Feste Allianzen gehen die Griechen erst zu Beginn des siebten Jahrhunderts ein, als das Unruhepotential in den Vassallenstaaten des riesigen assyrischen Reiches zunimmt und sich mit den Phrygern, Kimmeriern und Aithiopiern neue Bündnisparter gegen die assyrische Besatzungsmacht anbieten; sie schließen sich den jeweiligen Aufrührern dort in der Erwartung an, sich in Kilikien und der Levante festzusetzen. So kommt es zu drei großen Rebellionen, die zwar jedesmal von den Assyrern brutal niedergeschlagen werden, aber dennoch zu einer größeren griechischen Präsenz führen. Dies stellt nun den eigentlichen Zeithorizont unseres Epos dar: Es erzählt von diesen Kämpfen.

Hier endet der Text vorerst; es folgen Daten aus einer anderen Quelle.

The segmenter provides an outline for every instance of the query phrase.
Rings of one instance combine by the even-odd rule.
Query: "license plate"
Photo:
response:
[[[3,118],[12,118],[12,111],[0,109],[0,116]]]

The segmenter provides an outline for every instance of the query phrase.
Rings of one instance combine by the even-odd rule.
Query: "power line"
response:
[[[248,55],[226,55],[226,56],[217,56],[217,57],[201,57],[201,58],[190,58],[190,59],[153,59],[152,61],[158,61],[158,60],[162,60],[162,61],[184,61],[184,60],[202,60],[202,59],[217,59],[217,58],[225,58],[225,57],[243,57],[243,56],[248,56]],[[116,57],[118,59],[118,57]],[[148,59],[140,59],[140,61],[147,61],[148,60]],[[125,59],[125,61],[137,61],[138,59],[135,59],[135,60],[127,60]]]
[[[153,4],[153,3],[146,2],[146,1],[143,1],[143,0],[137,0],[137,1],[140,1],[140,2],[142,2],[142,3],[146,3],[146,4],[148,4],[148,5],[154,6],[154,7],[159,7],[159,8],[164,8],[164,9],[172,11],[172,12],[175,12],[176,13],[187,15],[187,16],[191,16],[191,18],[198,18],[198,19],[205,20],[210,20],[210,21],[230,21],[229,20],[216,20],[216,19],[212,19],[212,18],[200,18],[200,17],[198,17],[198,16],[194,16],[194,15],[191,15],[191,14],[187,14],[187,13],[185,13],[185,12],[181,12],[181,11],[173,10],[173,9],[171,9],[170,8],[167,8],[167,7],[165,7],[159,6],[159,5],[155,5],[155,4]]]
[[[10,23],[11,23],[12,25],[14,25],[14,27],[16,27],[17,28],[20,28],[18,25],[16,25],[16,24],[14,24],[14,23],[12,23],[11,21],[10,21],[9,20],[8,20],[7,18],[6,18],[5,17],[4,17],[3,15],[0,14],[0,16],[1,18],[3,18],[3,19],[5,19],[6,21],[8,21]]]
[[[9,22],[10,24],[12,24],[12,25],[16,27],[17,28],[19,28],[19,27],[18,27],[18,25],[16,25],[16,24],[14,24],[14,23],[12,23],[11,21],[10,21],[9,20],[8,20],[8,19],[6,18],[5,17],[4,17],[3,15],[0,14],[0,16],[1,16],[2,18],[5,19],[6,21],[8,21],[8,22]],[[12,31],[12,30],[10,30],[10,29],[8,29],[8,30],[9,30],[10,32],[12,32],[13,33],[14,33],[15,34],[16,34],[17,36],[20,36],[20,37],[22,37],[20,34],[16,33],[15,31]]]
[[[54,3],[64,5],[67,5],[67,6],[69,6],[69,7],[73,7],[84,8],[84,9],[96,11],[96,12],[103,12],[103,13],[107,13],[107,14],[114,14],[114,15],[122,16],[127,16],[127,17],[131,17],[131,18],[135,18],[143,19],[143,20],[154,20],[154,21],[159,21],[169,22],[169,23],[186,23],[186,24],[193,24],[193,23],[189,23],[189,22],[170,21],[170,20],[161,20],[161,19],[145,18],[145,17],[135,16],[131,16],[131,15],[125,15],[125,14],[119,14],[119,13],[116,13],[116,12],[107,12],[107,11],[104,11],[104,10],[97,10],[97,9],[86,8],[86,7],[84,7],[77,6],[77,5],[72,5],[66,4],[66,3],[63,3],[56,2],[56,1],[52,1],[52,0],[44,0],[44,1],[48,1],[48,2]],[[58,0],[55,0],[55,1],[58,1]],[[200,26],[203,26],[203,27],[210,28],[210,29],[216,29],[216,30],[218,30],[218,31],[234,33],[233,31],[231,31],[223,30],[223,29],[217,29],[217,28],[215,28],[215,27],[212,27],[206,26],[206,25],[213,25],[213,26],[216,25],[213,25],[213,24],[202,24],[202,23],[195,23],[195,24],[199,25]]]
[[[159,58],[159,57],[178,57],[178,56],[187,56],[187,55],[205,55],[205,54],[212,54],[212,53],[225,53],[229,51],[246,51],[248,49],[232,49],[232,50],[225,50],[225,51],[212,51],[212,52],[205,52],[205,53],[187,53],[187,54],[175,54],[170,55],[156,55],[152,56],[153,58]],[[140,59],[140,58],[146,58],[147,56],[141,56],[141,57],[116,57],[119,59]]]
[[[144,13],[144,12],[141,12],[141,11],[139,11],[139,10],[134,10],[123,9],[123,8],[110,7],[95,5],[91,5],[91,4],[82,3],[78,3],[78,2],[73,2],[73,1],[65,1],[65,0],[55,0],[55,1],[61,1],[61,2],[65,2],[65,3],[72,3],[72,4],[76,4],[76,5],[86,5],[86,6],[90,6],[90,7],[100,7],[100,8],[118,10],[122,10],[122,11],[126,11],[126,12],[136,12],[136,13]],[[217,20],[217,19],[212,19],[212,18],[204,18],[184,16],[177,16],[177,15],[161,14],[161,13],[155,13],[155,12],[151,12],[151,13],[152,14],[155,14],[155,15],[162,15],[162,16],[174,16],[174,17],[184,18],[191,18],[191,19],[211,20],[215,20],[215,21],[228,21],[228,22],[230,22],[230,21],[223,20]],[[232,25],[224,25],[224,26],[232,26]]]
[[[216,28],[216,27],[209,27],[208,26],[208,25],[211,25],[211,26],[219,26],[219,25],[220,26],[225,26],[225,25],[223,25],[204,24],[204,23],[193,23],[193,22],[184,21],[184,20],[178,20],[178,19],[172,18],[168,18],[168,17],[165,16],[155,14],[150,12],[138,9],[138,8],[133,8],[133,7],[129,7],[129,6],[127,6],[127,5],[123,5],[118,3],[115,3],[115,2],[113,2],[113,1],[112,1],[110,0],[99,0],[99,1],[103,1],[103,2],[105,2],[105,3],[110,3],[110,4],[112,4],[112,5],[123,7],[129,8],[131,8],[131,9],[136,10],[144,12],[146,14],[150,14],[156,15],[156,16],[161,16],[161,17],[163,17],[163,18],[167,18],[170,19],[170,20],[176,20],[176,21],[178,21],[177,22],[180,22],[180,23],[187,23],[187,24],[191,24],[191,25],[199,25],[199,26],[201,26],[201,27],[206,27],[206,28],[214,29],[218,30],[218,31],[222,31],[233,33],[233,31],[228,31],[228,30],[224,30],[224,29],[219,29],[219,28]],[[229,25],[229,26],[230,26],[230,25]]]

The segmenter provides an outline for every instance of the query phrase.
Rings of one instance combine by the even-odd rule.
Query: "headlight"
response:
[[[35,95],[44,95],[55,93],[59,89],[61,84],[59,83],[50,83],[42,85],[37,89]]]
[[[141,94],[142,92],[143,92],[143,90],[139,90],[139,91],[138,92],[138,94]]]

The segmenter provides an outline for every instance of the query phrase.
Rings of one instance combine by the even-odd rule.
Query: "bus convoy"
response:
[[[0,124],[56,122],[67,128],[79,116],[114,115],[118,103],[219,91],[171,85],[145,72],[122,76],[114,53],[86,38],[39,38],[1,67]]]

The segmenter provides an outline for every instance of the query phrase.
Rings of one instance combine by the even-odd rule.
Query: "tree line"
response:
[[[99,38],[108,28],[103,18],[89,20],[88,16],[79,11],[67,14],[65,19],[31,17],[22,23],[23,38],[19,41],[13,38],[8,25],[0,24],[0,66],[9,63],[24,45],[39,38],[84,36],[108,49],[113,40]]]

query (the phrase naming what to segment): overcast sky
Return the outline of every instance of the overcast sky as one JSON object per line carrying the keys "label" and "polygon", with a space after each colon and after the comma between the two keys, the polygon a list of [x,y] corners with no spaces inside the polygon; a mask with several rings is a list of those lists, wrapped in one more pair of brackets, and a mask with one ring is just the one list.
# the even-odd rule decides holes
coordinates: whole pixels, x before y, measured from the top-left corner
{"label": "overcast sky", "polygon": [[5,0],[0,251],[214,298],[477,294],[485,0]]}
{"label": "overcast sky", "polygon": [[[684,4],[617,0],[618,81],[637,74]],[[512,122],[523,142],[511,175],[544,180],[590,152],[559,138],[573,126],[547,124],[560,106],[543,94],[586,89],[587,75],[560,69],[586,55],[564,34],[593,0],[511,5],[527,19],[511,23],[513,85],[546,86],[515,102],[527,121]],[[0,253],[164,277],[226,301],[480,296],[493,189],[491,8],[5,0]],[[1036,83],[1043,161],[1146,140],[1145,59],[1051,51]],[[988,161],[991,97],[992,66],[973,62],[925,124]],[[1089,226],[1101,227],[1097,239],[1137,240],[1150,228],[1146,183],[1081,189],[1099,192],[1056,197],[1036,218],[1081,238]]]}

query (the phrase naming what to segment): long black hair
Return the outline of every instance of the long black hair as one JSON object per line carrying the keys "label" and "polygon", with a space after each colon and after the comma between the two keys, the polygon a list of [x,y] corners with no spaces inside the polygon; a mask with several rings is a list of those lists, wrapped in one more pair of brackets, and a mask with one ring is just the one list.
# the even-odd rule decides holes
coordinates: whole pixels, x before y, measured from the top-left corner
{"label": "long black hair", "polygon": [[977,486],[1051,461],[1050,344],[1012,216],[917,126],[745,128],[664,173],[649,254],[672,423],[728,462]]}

Homer bleibt überraschend parteilos

Da das freie Erfinden von Geschichten zu Homers Zeit jedoch noch nicht üblich war und man alles Zeitgenössische am Mythos abhandelte, greift er auf die zwei großen Erzähltraditionen der Troiasage und des Gilgamesh zurück. Erstere bot ihm einen Anknüpfungspunkt für die in Kilikien etablierte späthethitischen Fürstendynastien; Letzterer ein auch für die assyrischen Machthaber verbindliches Paradigma.

Und so wie bereits in den Kypria den de facto jedesmal geschlagenen Griechen der Mantel der hethitischen Sieger umgehängt wurde, vertauscht Homer auch in der Ilias die Rollen: Wo seine Troer für die späthethitischen Kiliker stehen können, verleiht er seinen Griechen - allen voraus Achilleus - stellenweise Züge, die deutlich auf Hybris und Grausamkeit der Assyrer verweisen. Doch bleibt Homer dabei überraschend parteilos: Die verweichlichten Troer erwecken letztlich genauso viel Sympathien wie die Griechen, und überdies stehen auf beiden Seiten Krieger mit griechischen Namen - was die damaligen Loyalitätskonflikte wiedergeben mag.

Homer in der assyrischen Schreibstube

Diese Spannungen lassen sich auch auf die Person Homers übertragen. Das in seinem Epos assimilierte Kulturgut weist ihn als Griechen aus, der sich von der Dominanz einer fremden Kultur ebenso fasziniert zeigt, wie er sie zugleich mit der eigenen Tradition zu vereinen sucht - was wir heute durchaus auch von türkischen Migrantenfamilien der zweiten oder dritten Generation kennen. Hinzu kommt, dass jeder Schreiber damals einen Treueschwur ablegen musste: was erklären mag, weshalb Homer mit jedweder offen formulierten Kritik - anders als sein Zeitgenosse Archilochos - derart hinterm Berge hält.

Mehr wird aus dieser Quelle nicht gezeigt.